Few would argue that the Mayo Clinic is the gold standard in healthcare research. The facility’s main campus in Rochester, Minnesota has been around since the 1890s and employs more than 32,000 people. So when Mayo recently published a study on the cost-effectiveness of telestroke care, hospital CFOs across the country paid close attention.
The study, published last month in Circulation: Cardiovascular Quality and Outcomes, concludes that telestroke programs indeed offer financial benefits, not just societal advantages.
Using data from both the Mayo Clinic and Georgia Health Sciences University telestroke networks, researchers estimated that a rural hospital would save more than $100,000 annually compared to a hospital without telestroke capabilities.

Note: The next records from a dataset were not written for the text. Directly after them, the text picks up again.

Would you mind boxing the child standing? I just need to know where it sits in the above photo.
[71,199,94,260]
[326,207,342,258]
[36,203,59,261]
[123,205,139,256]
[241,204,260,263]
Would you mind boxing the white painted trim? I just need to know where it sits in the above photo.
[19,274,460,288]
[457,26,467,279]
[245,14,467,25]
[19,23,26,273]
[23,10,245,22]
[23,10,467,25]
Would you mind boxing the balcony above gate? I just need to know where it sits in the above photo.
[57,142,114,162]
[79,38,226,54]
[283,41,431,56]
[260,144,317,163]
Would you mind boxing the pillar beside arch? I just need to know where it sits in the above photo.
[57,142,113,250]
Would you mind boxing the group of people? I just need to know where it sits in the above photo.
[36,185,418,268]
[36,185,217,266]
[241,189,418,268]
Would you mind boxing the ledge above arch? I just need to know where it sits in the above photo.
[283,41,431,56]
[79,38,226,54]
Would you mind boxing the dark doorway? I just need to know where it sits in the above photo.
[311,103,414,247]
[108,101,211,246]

“The upfront costs associated with setting up the telestroke technology are quickly offset by the financial gains that result from a higher proportion of patients receiving clot-busting drugs and the reduced stroke-related disability and subsequent reduced need for rehabilitation, nursing home care and assistance at home,” says Bart Demaerschalk, M.D., director of the Mayo Clinic Telestroke Program and co-author of the study.
Most people assume that Mayo operates geographically close to its famous headquarters, but it also has a large footprint in Florida and Arizona. Mayo began using telemedicine technology in 2007 after research revealed that 40 percent of Arizona residents lacked local stroke expertise. Since its inception, the Mayo Telestroke Network has conducted more than 1,500 emergency consultations across the state.
“Previous studies have demonstrated that a hub-and-spoke telestroke network is cost-effective from the societal perspective,” adds Demaerschalk. “For a relatively small amount of money, [it] can save quality years of life – so it’s a bargain really.”
The Mayo study isn’t the first one to document the financial benefits of telestroke technology. But it’s nice when one of the best-known “brands” in American healthcare weighs in with its own convincing evidence.